Translation of a piece by Isaac Rosa, published 25th October in eldiario.es, on the ‘police omnipresence’ now a feature of everyday life in a country in which the government seeks to strip most of the inhabitants of a dignified future.

Who are they protecting? And from whom?

The image of the crisis doesn’t come from the queues of unemployed, nor the crowded soup kitchens, nor the schools in Jerez closed due to lack of cleanliness. For me the spreading of the crisis is visible in the police presence in our cities. Or rather, police omnipresence.

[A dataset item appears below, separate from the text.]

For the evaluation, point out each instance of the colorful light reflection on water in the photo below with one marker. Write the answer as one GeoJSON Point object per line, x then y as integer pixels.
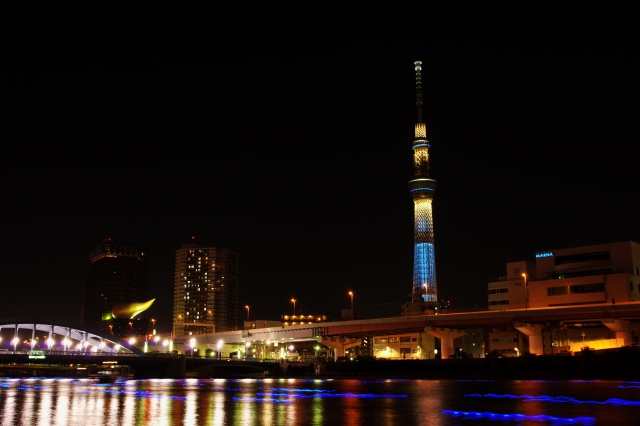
{"type": "Point", "coordinates": [315, 402]}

Not even in the worst times of terrorist threats have I seen so many police on the streets as in the past weeks. Apart from the ominous lockdown of the Congress, it is difficult to walk around Madrid (I imagine it is something similar in other cities) without coming across blue vans. They are out patrolling the streets, guarding institutions, stopped for no apparent reason in squares or on main thoroughfares; apart from those that accompany every protest, those that turn up as soon as more than ten people get together anywhere, those that monitor pickets at points where some strike is in progress (including private firms), and others that seem to wander around the city waiting to be assigned a mission.

In the neighbourhoods, far from the centre where the protests concentrate, they also appear more and more often, normally as a sign of an imminent eviction. You head out early in the morning and you find numerous vans parked up on the footpath and a dozen agents at each end of a street, on alert in case a group of neighbours intent on preventing the eviction should appear.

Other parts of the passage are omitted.